At the risk of appearing politically incorrect, the first three quotes should be absorbed by Barack Obama's race-obsessed, America-hating congregation (forget the present and former pastors there, as both are lost causes); racial grievances, victimization and presumed entitlement to eternal compensation (the perfect equality that allegedly will terminate compensation for racial discrimination will never come about in any imperfect society, which all human society is), all these are a prescription for perpetual failure.  Henry Ford's contribution exemplifies the "can-do" spirit that makes American entrepreneurs the world's finest.  The last pair strike a common theme, i.e., that the limits of human beings are no excuse for not trying to excel.

Oh, the Ronald Reagan quote is incomplete.  His full quote, from the 1980 campaign, was: "A recession is when your neighbor loses his job; a depression is when you lose your job; and a recovery is when President Carter loses his job."

Mass Transit: Wheels Come Off in Barack's City

Check out this article (despite poor color, this link word "article" is live) for how passengers self-evacuated a stuck subway train yesterday, at some risk to themselves.  Details in the article will explain why they did so.  There are 12 slides near the top, of which the last few hit home.  Near the end of the article is a 40-second cellphone video underground, which is harrowing.

April 17, 2008

Index 4/17/08

3 posts: (1) Maconomics 2008: "What, Me Worry?"--"It's the Economy Stupid!"; (2) Ecology Versus Energy--"It's the Earth Stupid!"; (3) Iraq: Grave Risk, Still--Us v. Them.

Maconomics 2008: "What, Me Worry?"

The Wall Street Journal calls on John McCain to present voters with a coherent economics package.  Economist Irwqin Stelzer's 6-pager calls upon Mac to "Embrace your inner Teddy Roosevelt."

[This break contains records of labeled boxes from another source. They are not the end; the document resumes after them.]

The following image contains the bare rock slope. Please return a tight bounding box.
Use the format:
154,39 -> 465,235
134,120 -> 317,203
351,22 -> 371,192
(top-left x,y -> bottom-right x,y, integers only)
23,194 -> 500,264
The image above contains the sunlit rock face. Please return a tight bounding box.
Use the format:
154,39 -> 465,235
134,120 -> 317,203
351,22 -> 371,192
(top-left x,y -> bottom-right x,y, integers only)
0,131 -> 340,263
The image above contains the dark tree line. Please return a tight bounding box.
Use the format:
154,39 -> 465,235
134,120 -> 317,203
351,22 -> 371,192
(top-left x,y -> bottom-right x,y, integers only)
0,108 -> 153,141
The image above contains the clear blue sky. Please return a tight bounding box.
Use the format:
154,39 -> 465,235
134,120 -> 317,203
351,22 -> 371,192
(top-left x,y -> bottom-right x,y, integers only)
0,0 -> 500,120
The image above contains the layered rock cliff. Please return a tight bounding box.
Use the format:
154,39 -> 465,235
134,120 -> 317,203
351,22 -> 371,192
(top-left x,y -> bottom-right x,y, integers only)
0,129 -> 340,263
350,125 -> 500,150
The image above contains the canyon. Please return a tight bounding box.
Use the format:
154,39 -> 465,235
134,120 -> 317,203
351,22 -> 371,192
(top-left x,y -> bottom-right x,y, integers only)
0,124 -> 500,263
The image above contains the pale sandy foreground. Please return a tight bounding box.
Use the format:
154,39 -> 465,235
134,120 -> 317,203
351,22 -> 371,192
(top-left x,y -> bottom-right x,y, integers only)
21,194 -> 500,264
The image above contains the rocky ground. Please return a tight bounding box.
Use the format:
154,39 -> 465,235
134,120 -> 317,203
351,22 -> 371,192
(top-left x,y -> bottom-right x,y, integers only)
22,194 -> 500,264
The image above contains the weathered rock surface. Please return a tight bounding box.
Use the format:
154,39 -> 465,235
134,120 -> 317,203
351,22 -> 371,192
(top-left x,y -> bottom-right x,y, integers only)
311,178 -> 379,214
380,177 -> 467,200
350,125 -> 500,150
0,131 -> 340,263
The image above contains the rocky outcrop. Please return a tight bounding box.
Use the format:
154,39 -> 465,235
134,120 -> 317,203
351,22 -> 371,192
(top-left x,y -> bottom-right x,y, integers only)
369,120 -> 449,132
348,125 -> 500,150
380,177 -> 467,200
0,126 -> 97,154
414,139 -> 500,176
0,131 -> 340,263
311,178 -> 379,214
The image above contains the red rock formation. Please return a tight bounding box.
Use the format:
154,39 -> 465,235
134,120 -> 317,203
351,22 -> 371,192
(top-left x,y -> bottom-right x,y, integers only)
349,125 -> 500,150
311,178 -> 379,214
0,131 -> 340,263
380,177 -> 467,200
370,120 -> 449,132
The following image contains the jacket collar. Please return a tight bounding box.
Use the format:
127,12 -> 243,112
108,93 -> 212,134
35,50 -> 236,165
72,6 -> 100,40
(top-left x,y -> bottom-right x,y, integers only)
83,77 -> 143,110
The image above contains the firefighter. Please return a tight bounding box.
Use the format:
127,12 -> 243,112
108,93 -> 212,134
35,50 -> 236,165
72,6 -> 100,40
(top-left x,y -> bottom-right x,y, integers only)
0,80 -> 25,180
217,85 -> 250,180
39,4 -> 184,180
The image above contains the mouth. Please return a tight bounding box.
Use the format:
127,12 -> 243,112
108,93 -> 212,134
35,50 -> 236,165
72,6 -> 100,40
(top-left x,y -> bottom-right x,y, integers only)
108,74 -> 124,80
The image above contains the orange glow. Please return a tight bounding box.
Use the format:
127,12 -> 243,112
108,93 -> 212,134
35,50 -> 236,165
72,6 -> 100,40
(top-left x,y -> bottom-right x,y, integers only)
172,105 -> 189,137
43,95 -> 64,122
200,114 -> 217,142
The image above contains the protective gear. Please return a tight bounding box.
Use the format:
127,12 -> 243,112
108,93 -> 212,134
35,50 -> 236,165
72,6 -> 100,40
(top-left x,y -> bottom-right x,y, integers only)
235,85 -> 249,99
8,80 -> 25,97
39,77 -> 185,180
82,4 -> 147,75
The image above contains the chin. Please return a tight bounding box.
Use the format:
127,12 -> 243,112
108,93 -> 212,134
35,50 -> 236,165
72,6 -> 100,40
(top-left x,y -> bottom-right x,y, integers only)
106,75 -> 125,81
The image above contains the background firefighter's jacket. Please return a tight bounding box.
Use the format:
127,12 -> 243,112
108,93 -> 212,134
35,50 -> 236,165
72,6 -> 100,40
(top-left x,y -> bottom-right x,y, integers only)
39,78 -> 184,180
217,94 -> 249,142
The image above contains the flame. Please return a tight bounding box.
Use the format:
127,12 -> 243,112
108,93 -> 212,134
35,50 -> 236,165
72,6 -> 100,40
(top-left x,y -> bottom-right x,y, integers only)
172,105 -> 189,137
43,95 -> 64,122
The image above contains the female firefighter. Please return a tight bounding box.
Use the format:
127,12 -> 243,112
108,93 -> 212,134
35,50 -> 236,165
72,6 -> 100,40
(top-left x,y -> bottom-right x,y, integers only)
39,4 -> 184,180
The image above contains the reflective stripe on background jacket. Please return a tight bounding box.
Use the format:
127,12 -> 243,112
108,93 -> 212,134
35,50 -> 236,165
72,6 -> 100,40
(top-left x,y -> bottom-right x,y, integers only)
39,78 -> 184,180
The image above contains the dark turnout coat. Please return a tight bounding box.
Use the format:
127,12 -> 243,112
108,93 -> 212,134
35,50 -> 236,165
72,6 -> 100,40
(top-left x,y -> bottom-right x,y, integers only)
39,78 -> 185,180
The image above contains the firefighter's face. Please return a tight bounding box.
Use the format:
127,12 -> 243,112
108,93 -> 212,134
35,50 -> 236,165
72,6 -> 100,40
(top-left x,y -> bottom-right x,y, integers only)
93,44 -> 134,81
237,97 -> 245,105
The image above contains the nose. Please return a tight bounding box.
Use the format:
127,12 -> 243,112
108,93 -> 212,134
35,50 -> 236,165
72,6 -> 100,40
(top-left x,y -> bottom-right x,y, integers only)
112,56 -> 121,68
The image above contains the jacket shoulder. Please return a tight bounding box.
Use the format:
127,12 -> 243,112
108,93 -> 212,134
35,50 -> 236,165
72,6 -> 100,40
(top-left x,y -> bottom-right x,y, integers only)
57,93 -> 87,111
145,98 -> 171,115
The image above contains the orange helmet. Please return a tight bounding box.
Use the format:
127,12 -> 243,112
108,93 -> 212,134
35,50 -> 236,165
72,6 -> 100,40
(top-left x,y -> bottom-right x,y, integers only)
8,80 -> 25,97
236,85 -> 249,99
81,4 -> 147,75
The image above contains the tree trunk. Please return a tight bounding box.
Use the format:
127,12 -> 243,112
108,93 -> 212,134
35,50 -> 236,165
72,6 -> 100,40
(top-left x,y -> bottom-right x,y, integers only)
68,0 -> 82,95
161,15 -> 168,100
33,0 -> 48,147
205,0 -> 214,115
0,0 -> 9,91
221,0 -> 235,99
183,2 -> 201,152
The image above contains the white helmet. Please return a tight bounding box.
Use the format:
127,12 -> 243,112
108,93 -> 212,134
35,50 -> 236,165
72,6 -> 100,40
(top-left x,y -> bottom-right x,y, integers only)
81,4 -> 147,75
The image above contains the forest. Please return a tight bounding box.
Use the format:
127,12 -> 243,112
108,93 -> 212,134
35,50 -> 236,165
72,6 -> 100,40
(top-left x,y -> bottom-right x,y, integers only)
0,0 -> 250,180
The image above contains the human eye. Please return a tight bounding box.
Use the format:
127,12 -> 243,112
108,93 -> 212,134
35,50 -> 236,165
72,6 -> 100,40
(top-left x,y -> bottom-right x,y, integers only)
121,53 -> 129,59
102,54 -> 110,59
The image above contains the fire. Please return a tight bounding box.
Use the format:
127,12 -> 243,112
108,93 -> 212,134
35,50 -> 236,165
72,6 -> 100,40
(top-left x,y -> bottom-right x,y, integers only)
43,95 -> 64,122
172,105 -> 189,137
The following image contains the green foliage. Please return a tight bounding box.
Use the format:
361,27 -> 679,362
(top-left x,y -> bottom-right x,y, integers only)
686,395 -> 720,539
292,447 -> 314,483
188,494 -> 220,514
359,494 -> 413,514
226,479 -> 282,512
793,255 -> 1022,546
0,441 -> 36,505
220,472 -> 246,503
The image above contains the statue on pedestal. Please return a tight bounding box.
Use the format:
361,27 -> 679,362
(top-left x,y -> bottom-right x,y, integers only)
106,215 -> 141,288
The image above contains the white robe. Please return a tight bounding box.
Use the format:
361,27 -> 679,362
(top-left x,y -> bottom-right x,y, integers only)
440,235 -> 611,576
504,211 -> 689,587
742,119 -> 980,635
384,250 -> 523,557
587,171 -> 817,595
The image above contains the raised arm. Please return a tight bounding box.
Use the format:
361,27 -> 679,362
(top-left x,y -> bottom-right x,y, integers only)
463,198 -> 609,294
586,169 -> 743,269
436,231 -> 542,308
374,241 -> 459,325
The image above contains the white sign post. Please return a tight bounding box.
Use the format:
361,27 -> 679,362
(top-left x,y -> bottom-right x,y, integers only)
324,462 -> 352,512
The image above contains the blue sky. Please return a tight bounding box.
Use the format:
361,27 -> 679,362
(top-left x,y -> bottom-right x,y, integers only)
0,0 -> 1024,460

Big Mac needs to convince voters that he is not Alfred E. Neumann, taking a "What, me worry?" attitude.  The good news is that Mac is not Alfie.  The bad news is, that, to date, Mac has not provided voters with a serious, coherent package to digest for the fall campaign.  Needless to say, he needs to do so.

Ecology Versus Energy

Economist Richard Rahn excoriates Congress & the administration for passing the absurdly misnamed Energy Independence and Security Act of 2007.  EISA prohibits switching to shale oil and tar sand deposits in the US & Canada, because they increase carbon emission pollution.  That we would thus reduce our dependence upon Mideast oil mattered not.  Better than Saudis be pleased, than Al Gore be displeased.

Iraq: Grave Risk, Still

Martin Sieff writes that Iraq still is a very dicey proposition.  He adds a Churchillian lesson about starting wars with too much confidence.  Both are fair points.  But in attributing the war to hyper-idealism by a few "neos" he goes too far.  The Iraq mess was a bipartisan decision.  The Iraq Liberation Act, designating Ahmad Chalabi's Iraqi National Congress, was passed in 1998.  Most senior Clinton administration officials, including the former president himself, backed the Bush administration's decision to go to war if Saddam continued to flout (as he did) relevant UN resolutions.  Only 6 senators, according to Jay Rockefeller, who, as chairman of the Senate Intelligence Committee, should know, bothered to review even the 90-page summary prepared by the intelligence community, which contained its reservations.  Put another way, the Iraq war was not a "neo" sales job.  Oh, BTW, Congress could have, but chose not to, stopped President Bush from bypassing the French permanent veto at the UN.  Congress stayed silent.